Secrets of Pluto’s Largest Moon
16 June 2014

 
This artist rendition shows Pluto and its largest moon, Charon, as they appear in the sky of one of the dwarf planet’s small moons.
Credit: NASA, ESA and G. Bacon (STScI)

Pluto (2,300 km across) is a mysterious distant icy world. It never comes closer to the Sun than 4.4 billion km, nearly 30 times the average Earth-Sun distance. It has a family of five moons, which is a big number of satellites for a dwarf planet. Intriguingly, a new, NASA-sponsored study has revealed that Pluto’s largest moon, Charon (1,200 km across), may have had an ocean of liquid water beneath its crust.

According to the recently published study, if the icy surface of Charon is cracked, analysis of the fractures could reveal if its interior was warm, probably even warm enough to have sustained a subterranean layer of liquid water.

Interestingly, some moons around the outer gas giant planets, such as Jupiter's moon Europa and Saturn's moon Enceladus, have cracked surfaces, hinting for underground oceans.
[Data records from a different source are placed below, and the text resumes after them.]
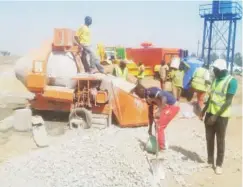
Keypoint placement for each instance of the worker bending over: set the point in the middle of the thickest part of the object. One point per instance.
(200, 83)
(163, 71)
(141, 72)
(166, 109)
(217, 111)
(83, 39)
(121, 70)
(177, 76)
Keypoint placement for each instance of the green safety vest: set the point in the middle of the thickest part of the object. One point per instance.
(177, 78)
(218, 96)
(140, 73)
(119, 73)
(198, 81)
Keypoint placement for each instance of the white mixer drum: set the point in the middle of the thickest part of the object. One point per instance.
(61, 67)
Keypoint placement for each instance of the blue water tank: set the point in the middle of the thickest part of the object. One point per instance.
(215, 7)
(225, 7)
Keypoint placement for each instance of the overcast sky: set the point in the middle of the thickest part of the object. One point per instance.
(174, 24)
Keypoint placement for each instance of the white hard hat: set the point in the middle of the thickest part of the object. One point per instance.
(220, 64)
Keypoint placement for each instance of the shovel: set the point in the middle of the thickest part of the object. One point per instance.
(157, 164)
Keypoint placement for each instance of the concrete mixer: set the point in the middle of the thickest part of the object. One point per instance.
(56, 75)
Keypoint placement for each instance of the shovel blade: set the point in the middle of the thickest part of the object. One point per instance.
(158, 170)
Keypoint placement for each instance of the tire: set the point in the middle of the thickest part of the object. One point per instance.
(82, 114)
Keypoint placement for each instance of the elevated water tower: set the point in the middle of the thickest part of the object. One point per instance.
(219, 34)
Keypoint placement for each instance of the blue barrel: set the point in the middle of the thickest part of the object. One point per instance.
(225, 7)
(194, 63)
(215, 7)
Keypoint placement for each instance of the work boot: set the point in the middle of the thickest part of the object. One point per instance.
(218, 170)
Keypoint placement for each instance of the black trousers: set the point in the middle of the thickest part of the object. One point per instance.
(218, 129)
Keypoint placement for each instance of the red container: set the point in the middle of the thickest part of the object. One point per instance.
(151, 56)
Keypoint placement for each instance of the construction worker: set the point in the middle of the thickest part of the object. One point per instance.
(166, 109)
(164, 68)
(217, 111)
(141, 72)
(177, 76)
(83, 39)
(199, 84)
(121, 70)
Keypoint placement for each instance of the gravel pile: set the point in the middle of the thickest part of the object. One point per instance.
(111, 157)
(90, 159)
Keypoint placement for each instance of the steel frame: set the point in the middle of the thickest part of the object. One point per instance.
(219, 33)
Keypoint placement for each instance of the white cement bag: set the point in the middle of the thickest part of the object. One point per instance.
(61, 68)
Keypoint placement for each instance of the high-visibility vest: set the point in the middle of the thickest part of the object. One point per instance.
(218, 96)
(177, 78)
(141, 72)
(198, 81)
(121, 73)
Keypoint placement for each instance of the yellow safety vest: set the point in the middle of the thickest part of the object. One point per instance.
(177, 78)
(198, 81)
(141, 72)
(218, 96)
(119, 73)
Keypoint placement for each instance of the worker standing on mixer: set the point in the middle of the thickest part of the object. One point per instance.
(121, 70)
(166, 109)
(83, 39)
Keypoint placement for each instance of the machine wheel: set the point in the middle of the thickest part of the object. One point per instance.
(80, 117)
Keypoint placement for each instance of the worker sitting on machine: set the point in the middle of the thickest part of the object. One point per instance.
(166, 109)
(121, 70)
(82, 38)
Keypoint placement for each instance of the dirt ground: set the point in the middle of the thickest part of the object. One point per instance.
(14, 143)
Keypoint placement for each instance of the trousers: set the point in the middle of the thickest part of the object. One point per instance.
(94, 61)
(176, 91)
(218, 129)
(167, 114)
(200, 96)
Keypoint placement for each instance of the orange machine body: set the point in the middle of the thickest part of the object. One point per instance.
(128, 110)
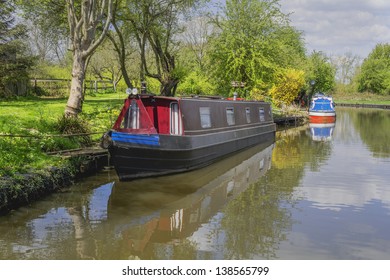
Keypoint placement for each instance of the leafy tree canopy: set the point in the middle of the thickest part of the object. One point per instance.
(375, 71)
(254, 45)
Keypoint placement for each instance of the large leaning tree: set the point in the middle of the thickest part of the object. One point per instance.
(155, 25)
(84, 20)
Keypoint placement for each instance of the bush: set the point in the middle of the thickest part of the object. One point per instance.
(288, 87)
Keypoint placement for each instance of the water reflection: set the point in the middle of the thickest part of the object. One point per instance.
(292, 199)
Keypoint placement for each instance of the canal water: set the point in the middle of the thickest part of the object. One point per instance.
(316, 193)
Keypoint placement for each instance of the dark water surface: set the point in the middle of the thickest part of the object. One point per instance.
(317, 193)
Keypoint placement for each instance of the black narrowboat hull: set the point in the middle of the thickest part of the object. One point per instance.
(156, 155)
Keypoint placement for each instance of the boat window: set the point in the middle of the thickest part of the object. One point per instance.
(248, 115)
(175, 119)
(131, 119)
(262, 114)
(230, 116)
(205, 117)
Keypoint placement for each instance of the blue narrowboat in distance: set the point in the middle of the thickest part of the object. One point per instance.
(322, 109)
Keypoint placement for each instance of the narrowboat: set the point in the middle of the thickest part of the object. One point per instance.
(160, 135)
(321, 132)
(322, 109)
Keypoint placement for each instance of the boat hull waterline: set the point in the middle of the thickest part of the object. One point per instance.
(156, 136)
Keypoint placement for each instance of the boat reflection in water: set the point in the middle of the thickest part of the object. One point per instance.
(322, 131)
(179, 218)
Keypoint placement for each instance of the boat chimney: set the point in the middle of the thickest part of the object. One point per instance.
(143, 87)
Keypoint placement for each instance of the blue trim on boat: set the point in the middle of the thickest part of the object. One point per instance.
(322, 105)
(142, 139)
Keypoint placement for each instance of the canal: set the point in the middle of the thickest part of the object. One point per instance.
(316, 193)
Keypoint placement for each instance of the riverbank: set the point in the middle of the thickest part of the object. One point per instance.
(30, 165)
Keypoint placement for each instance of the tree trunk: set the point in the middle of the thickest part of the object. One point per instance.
(76, 97)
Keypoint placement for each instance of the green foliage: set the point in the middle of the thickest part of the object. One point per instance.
(320, 70)
(195, 83)
(375, 71)
(36, 126)
(288, 87)
(14, 63)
In Charon's case, this study finds that a past highly eccentric orbit of Charon around Pluto could have heated the moon’s interior, and caused fractures on its surface, due to the influence of Pluto’s gravity on Charon. Charon is a relatively massive moon, about one-eighth the mass of Pluto. This is unusual among the planetary moons. For instance, the Earth (12,756 km across) is 81 times more massive than the Moon (3,476 km across), and Jupiter (143,000 km across), the largest planet, is thousands of times more massive than Ganymede (5,250 km across), its largest moon.

Because of its remoteness and small size, observing Pluto from Earth is very difficult. However, planetary scientists eagerly await the arrival of NASA’s New Horizons spacecraft at Pluto, due in July 2015. New Horizons will be the first probe ever to visit the Pluto system. It is expected to provide detailed images of Pluto and Charon.